In 2010, when data were last available for revenue, the U.S. had the highest statutory corporate tax rate of any central government of the Organization for Economic Co-operation and Development (OECD) at 35 percent. At the same time, the corporate tax raised 2.7 percent of GDP, compared to the OECD unweighted average of 2.9 percent of GDP. In 2007, the last pre-crisis year, the U.S. raised 3.0 percent of GDP, while the OECD average was 3.8 percent. According to CBO, the corporate tax will raise only 2.2 percent over the next decade.
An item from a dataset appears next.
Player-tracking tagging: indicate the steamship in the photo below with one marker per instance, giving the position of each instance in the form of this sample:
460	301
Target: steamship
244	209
This relatively low revenue is partially due to the fact that the effective corporate tax rate is well below the 35 percent rate, but it also due to the fact that the U.S. is less restrictive on which businesses -- especially businesses with higher receipts -- can be classified as pass-through entities, which are not subject to the corporate tax.
Another area where the U.S. sticks out is in how they tax the foreign income of domestic multinational companies. The U.S. currently has a deferral system, in which companies are not taxed on foreign income by the U.S. until it is repatriated to the U.S. (although certain passive income is taxed as it is earned under Subpart F). This system simultaneously encourages countries to move resources abroad and discourages them from bringing resources back.
By contrast, many of our trading partners, particularly developed countries, have territorial systems, where income is only taxed by the country where it is earned. These countries also have put in regimes to tax passive income and prevent artificial profit-shifting to tax havens. Some tax reform plans would shift to a territorial system, while others would shift to a worldwide system, where U.S. multinationals are taxed by the U.S. on their worldwide income as it is earned.
It is clear that many other developed countries' corporate tax systems outperform the U.S.'s in terms of efficiency. There is definitely room for improvement. As our paper said:
By combining all the potential benefits of corporate tax reform done right, a fiscally responsible remake of the tax code can improve the strength of the economy, fueling job creation and wage growth in the future. However, corporate tax reform would be most successful if enacted as part of a broader effort to reform the entire tax code and put the national on a sustainable, downward path over the medium and long term.